We need to increase our investment in expanded surveillance, reducing stigma, and thinking creatively about health programs to monitor and counteract the Hepatitis C epidemic. We need real investment in expanding surveillance, not only for acute Hepatitis C but also for chronic Hepatitis C, because we already know the disease varies from state to state and surveillance capacity also varies. Expanding to include electronic solutions is essential due to the high volume of data reported. We should also examine the utility of limited medical record data. We have been using ESP, which queries electronic medical records, that allows us to obtain additional information on cases directly from the medical record, which we are hoping will increase the completeness of the data that we have on symptoms and demographics, and allow us to better understand other questions, like rates of treatment, which is not easy to estimate through traditional surveillance.

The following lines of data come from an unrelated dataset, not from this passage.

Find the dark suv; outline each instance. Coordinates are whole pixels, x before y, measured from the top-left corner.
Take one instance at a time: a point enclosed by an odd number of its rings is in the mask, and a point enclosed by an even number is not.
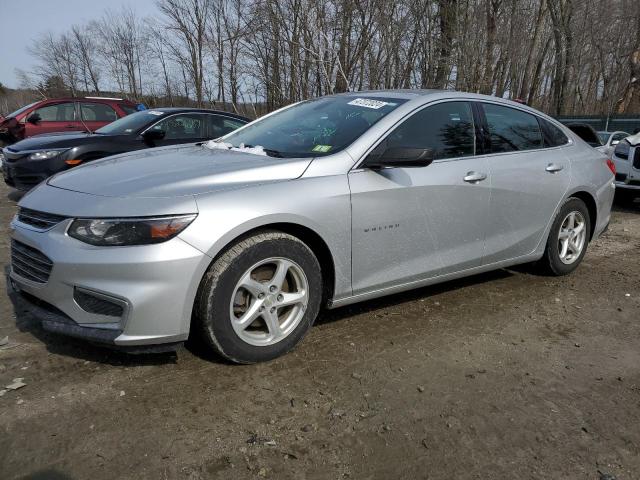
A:
[[[7,145],[27,137],[53,132],[95,131],[144,108],[121,98],[56,98],[22,107],[0,116],[0,141]]]

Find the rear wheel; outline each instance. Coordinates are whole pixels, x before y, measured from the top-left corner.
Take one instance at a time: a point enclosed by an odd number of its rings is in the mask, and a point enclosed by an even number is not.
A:
[[[569,198],[558,212],[549,238],[542,267],[553,275],[573,272],[587,252],[591,218],[585,203],[579,198]]]
[[[195,307],[206,344],[237,363],[291,350],[313,324],[322,293],[320,265],[302,241],[265,232],[229,248],[209,268]]]

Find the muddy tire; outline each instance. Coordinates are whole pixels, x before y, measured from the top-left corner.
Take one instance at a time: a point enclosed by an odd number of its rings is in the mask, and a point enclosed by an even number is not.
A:
[[[321,298],[320,264],[311,249],[286,233],[263,232],[240,240],[209,267],[194,327],[226,359],[264,362],[302,340]]]

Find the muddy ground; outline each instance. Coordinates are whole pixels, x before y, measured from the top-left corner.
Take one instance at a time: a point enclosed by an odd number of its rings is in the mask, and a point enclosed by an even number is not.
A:
[[[325,312],[254,366],[98,349],[3,295],[0,387],[26,386],[0,397],[0,478],[638,479],[639,266],[640,205],[617,207],[569,277],[501,270]]]

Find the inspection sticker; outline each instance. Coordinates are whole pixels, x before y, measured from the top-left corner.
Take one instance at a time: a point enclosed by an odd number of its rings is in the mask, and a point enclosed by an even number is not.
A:
[[[312,152],[327,153],[329,150],[331,150],[331,145],[316,145],[315,147],[313,147],[313,149],[311,151]]]
[[[356,98],[351,100],[348,105],[355,105],[356,107],[373,108],[375,110],[389,105],[387,102],[381,102],[380,100],[371,100],[370,98]]]
[[[147,110],[147,113],[150,115],[163,115],[163,112],[158,112],[157,110]]]

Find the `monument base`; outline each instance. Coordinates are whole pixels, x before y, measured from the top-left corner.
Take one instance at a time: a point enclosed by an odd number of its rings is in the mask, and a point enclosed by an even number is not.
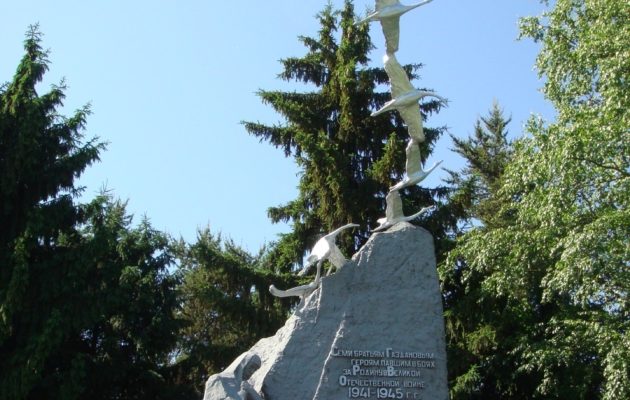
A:
[[[235,362],[208,379],[204,400],[448,399],[432,236],[408,223],[372,235],[246,354],[260,367],[230,384],[251,388],[249,394],[212,391],[217,379],[234,375]]]

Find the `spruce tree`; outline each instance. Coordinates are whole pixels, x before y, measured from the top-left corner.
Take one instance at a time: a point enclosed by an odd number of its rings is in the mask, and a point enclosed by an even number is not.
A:
[[[179,280],[169,271],[168,236],[146,218],[134,226],[125,203],[108,194],[80,209],[86,220],[66,244],[75,254],[66,278],[73,291],[64,299],[73,323],[54,358],[64,363],[54,375],[45,371],[40,393],[54,398],[52,385],[63,387],[76,375],[78,399],[191,398],[192,390],[173,378],[183,321],[176,316]]]
[[[495,102],[488,115],[476,121],[471,136],[452,136],[453,151],[464,158],[465,166],[460,171],[448,171],[446,179],[450,191],[444,209],[450,210],[457,222],[451,232],[450,250],[463,234],[475,227],[507,223],[497,209],[509,206],[498,194],[513,152],[507,140],[509,122],[510,118],[504,116]],[[455,248],[450,257],[449,252],[443,254],[438,265],[444,298],[449,386],[454,398],[492,398],[493,389],[484,391],[485,397],[476,397],[476,386],[483,381],[482,374],[500,379],[502,374],[509,373],[501,367],[505,359],[493,360],[496,365],[487,361],[484,371],[479,371],[477,362],[497,353],[501,345],[497,343],[497,330],[509,329],[501,324],[509,327],[512,322],[497,314],[497,305],[481,295],[489,274],[471,268],[462,257],[453,257],[456,251]]]
[[[389,186],[404,171],[408,140],[402,120],[391,113],[370,117],[390,99],[378,85],[388,77],[382,68],[368,66],[372,49],[368,25],[355,25],[351,1],[340,11],[328,5],[318,16],[316,37],[301,36],[303,57],[282,60],[280,78],[303,82],[316,90],[283,92],[261,90],[259,96],[285,119],[269,126],[246,122],[247,131],[284,151],[300,169],[298,198],[271,207],[273,222],[290,222],[272,252],[276,267],[287,271],[302,259],[314,242],[327,232],[353,222],[361,228],[340,236],[338,244],[350,255],[369,237],[369,229],[384,216]],[[420,65],[405,67],[411,79]],[[436,101],[421,105],[426,116],[436,112]],[[425,129],[421,148],[425,160],[441,129]],[[405,207],[417,210],[433,204],[438,191],[406,189]],[[443,194],[441,192],[440,194]]]
[[[293,282],[264,267],[263,250],[251,255],[208,229],[200,231],[192,244],[176,243],[175,254],[185,323],[175,368],[178,379],[202,397],[209,375],[282,326],[289,303],[280,302],[268,288]]]
[[[72,117],[56,109],[64,85],[38,95],[48,69],[37,27],[29,30],[15,76],[0,91],[0,397],[26,398],[65,339],[70,249],[81,222],[74,180],[103,145],[82,143],[87,107]]]
[[[87,107],[57,112],[63,84],[38,95],[40,42],[32,27],[0,90],[0,398],[169,398],[167,238],[132,228],[108,196],[76,204],[75,179],[104,146],[83,142]]]
[[[89,107],[70,118],[57,114],[56,108],[62,106],[65,97],[63,82],[44,95],[37,94],[36,85],[48,70],[48,54],[40,40],[38,28],[31,27],[24,43],[26,54],[13,81],[0,88],[3,265],[10,261],[18,237],[31,228],[30,223],[46,224],[47,219],[55,219],[67,227],[78,220],[70,205],[72,196],[78,193],[74,179],[98,160],[103,149],[95,139],[81,142]],[[54,232],[48,230],[46,237],[50,234]],[[3,268],[0,282],[18,284],[20,279],[14,273],[17,271],[12,268]]]
[[[510,121],[495,102],[488,115],[477,120],[472,136],[462,139],[451,135],[453,151],[466,163],[461,171],[447,170],[445,180],[451,187],[448,203],[461,218],[460,226],[488,225],[496,216],[494,196],[512,154],[507,140]]]

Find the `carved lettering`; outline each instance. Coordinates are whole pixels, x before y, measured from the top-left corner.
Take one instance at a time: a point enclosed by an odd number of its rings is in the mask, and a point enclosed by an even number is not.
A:
[[[426,388],[425,372],[436,367],[435,353],[333,348],[333,357],[349,359],[339,375],[348,398],[420,399]]]

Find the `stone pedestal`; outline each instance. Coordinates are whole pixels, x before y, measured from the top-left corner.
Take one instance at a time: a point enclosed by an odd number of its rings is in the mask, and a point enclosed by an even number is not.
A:
[[[433,238],[397,224],[252,347],[262,362],[246,383],[266,400],[446,400],[442,314]]]

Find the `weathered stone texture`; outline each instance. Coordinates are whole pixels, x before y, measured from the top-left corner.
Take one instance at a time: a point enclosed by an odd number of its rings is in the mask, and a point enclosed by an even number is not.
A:
[[[375,353],[347,355],[355,350]],[[374,234],[352,261],[322,279],[275,336],[260,340],[250,353],[262,364],[248,383],[266,400],[446,400],[433,238],[408,223]],[[408,364],[391,365],[401,361]],[[353,370],[352,364],[361,363]],[[395,382],[400,387],[378,387]],[[213,398],[206,393],[204,399]]]

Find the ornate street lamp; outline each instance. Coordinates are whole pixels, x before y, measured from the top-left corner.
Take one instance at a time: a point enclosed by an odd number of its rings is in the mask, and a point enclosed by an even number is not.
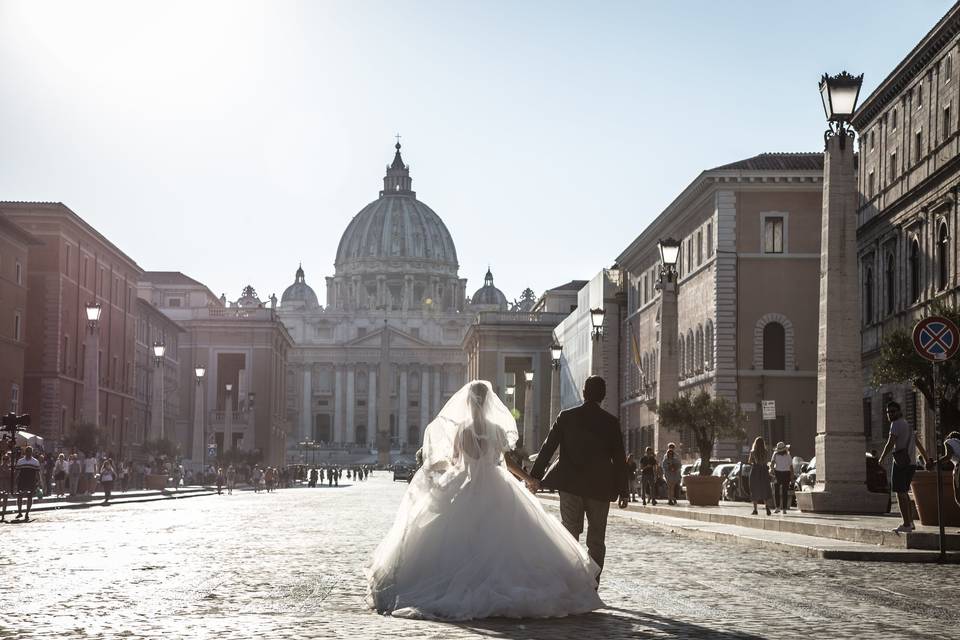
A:
[[[603,307],[590,309],[590,324],[593,325],[594,340],[603,338],[603,318],[605,315],[607,315],[607,311]]]
[[[159,367],[160,362],[163,360],[163,354],[166,353],[167,346],[163,344],[162,340],[157,340],[153,343],[153,361]]]
[[[91,331],[97,327],[97,322],[100,321],[101,310],[99,302],[87,303],[87,326],[90,327]]]
[[[556,342],[550,345],[550,361],[554,369],[560,368],[560,356],[563,354],[563,347]]]
[[[523,379],[527,381],[527,384],[533,383],[533,371],[524,371]]]
[[[207,368],[202,364],[198,364],[194,367],[193,372],[197,375],[197,384],[199,385],[203,381],[203,376],[207,374]]]
[[[230,384],[229,382],[226,385],[224,385],[224,388],[227,390],[227,393],[230,393],[231,391],[233,391],[233,385]]]
[[[667,238],[659,242],[661,275],[666,276],[668,282],[673,282],[677,275],[677,259],[680,257],[680,241]]]
[[[848,135],[847,125],[857,109],[857,100],[860,98],[860,86],[863,84],[863,74],[853,76],[841,71],[835,76],[823,74],[820,78],[820,99],[823,101],[823,113],[827,116],[830,128],[824,133],[824,139],[830,136],[840,136],[840,147],[844,146],[844,138]]]

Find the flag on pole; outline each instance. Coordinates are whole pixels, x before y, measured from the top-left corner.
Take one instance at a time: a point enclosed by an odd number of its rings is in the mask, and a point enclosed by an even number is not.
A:
[[[633,362],[640,368],[640,345],[637,344],[637,334],[630,327],[630,345],[633,347]]]

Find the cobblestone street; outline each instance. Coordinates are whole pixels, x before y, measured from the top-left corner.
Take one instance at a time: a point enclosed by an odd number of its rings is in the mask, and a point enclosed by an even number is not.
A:
[[[364,567],[405,488],[378,472],[339,488],[0,525],[0,637],[947,638],[960,623],[956,567],[800,559],[623,517],[608,529],[605,610],[455,625],[382,617],[364,606]]]

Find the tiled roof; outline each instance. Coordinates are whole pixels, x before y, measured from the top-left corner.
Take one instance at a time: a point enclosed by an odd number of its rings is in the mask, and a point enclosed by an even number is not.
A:
[[[562,284],[559,287],[551,287],[550,291],[580,291],[585,286],[587,286],[588,280],[571,280],[566,284]]]
[[[145,271],[143,281],[151,284],[192,284],[206,288],[202,282],[197,282],[179,271]]]
[[[714,167],[710,171],[823,171],[823,154],[761,153],[746,160]]]

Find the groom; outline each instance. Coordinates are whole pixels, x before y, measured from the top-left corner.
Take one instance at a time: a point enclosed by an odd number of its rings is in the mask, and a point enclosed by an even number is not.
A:
[[[560,520],[577,540],[583,532],[583,516],[587,516],[587,550],[601,571],[610,502],[619,498],[619,507],[626,509],[630,495],[620,423],[600,408],[606,395],[603,378],[586,379],[583,404],[560,412],[530,472],[534,478],[531,489],[542,485],[560,492]],[[560,456],[544,475],[557,447]]]

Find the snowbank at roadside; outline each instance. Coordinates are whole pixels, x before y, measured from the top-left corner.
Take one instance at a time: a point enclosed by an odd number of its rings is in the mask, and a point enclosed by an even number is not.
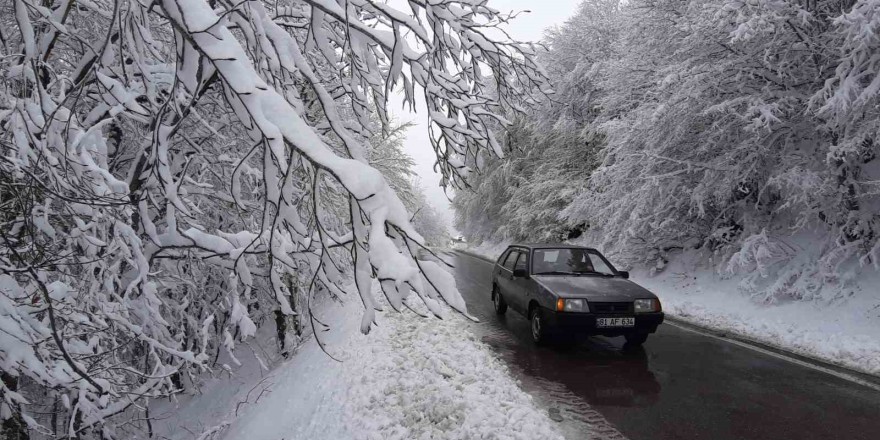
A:
[[[472,253],[474,255],[479,255],[483,258],[487,258],[489,260],[497,260],[498,257],[501,256],[501,253],[507,249],[507,246],[510,246],[510,242],[501,242],[501,243],[480,243],[478,245],[471,244],[459,244],[453,246],[454,249],[463,250],[465,252]]]
[[[164,408],[172,415],[157,431],[195,439],[213,426],[217,432],[203,438],[229,440],[562,438],[461,315],[388,310],[362,335],[359,300],[349,299],[317,316],[339,325],[319,337],[341,362],[311,339],[262,378],[218,383]]]
[[[673,259],[658,275],[635,269],[631,278],[657,294],[677,318],[880,375],[880,274],[869,275],[876,280],[859,285],[873,284],[874,290],[834,301],[776,304],[752,300],[740,292],[740,277],[695,268],[687,258]]]
[[[462,249],[495,260],[507,244]],[[740,291],[741,277],[699,268],[689,255],[672,259],[656,275],[647,268],[631,271],[633,281],[660,297],[669,316],[880,375],[880,273],[864,277],[873,278],[858,280],[850,295],[833,301],[767,304]]]

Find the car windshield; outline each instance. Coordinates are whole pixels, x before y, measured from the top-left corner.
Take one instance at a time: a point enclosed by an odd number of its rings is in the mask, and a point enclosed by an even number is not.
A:
[[[535,249],[535,275],[614,275],[596,251],[588,249]]]

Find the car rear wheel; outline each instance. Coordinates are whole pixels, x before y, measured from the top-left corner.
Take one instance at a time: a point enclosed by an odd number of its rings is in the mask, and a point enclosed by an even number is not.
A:
[[[648,340],[647,333],[633,333],[626,335],[626,344],[630,346],[642,345]]]
[[[495,305],[496,315],[503,315],[507,313],[507,301],[505,301],[504,297],[501,296],[501,292],[498,291],[497,287],[493,288],[492,303]]]
[[[532,327],[532,341],[535,344],[543,344],[547,341],[547,329],[544,319],[541,317],[541,308],[535,307],[529,314],[529,321]]]

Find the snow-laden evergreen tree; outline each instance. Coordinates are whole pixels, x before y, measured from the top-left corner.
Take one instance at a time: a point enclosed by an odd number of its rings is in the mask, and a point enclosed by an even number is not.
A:
[[[374,278],[395,309],[465,312],[369,143],[394,90],[421,93],[463,185],[547,86],[484,1],[402,6],[0,2],[4,435],[129,438],[145,399],[271,313],[311,317],[349,267],[364,332]]]

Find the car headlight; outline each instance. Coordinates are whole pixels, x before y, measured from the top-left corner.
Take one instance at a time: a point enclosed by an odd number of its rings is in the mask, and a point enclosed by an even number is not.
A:
[[[660,311],[659,299],[637,299],[633,301],[633,311],[636,313],[649,313]]]
[[[556,300],[557,312],[589,312],[590,306],[587,300],[580,298],[559,298]]]

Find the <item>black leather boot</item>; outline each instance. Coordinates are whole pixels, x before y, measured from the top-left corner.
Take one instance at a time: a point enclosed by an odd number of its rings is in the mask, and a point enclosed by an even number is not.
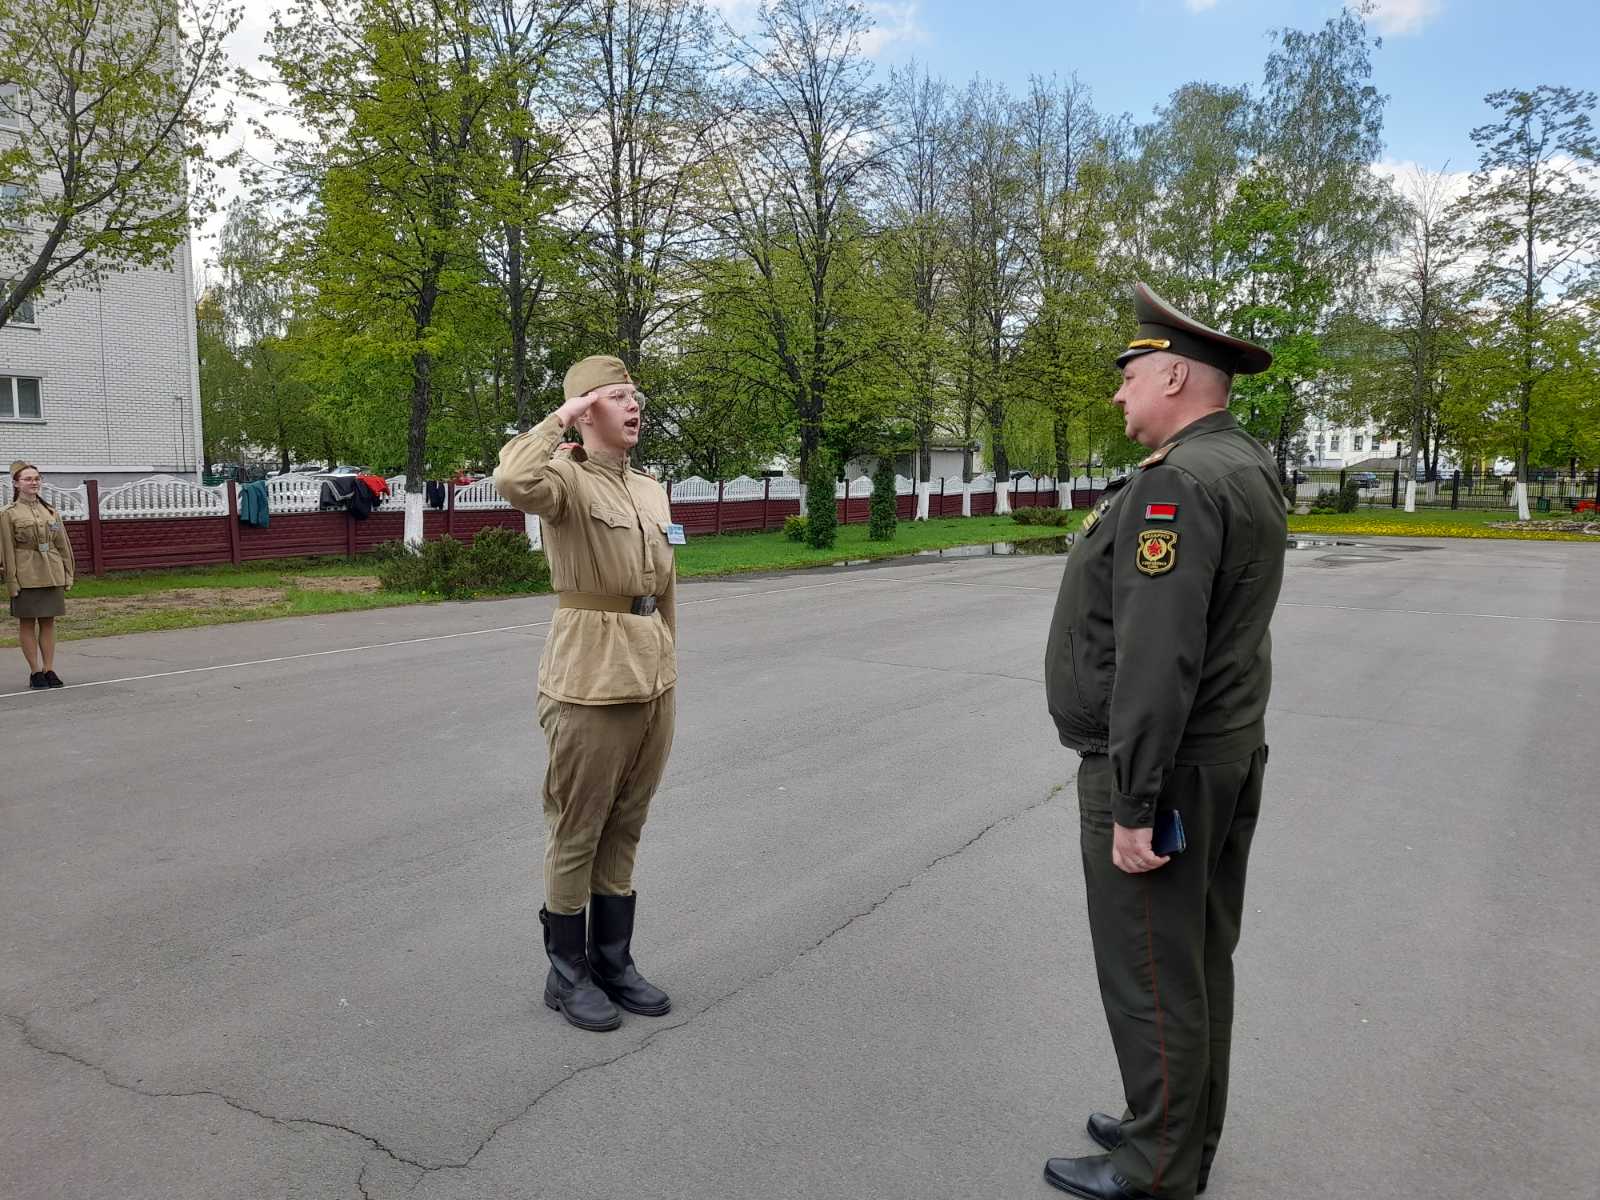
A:
[[[583,950],[583,914],[553,913],[541,908],[539,924],[544,926],[544,952],[550,956],[550,974],[544,981],[545,1004],[579,1029],[599,1033],[621,1025],[622,1014],[595,986],[589,972],[589,959]]]
[[[595,982],[623,1008],[659,1017],[672,1008],[667,994],[633,965],[633,910],[639,894],[589,897],[589,969]]]

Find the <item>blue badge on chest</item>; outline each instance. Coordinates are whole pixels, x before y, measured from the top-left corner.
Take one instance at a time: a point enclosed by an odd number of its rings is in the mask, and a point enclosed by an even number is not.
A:
[[[686,542],[682,525],[675,524],[672,521],[663,521],[661,522],[661,532],[667,535],[667,544],[669,546],[682,546]]]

An investment in surveillance solutions will allow us to better estimate prevalence on both local and national levels. providing area estimates, particularly for areas that do not have strong surveillance. I think those estimates do a good job representing the Baby Boomer portion of the epidemic, and the geographic variation in Hepatitis C for that population. However, we’re still falling short on understanding where new cases are emerging and where the opioid epidemic is playing a big role. For Massachusetts, those estimates are a significant undercount compared to the cases we see through surveillance. We have a lot of data but thinking creatively about how to link data from different, siloed programs will allow us to improve public health. Stronger prevalence estimates are necessary as we embark on elimination, and more localized estimates will allow us to better evaluate interventions that are necessary to move toward elimination, such as treatment as prevention.
Lastly, it’s important that we reduce stigma across the health care system for PWID because that’s a serious barrier to getting people into care and treatment. Even in Massachusetts, where we have lifted those restrictions, people still encounter stigma, and we’re not going to be able to eliminate this disease unless we reduce the stigma.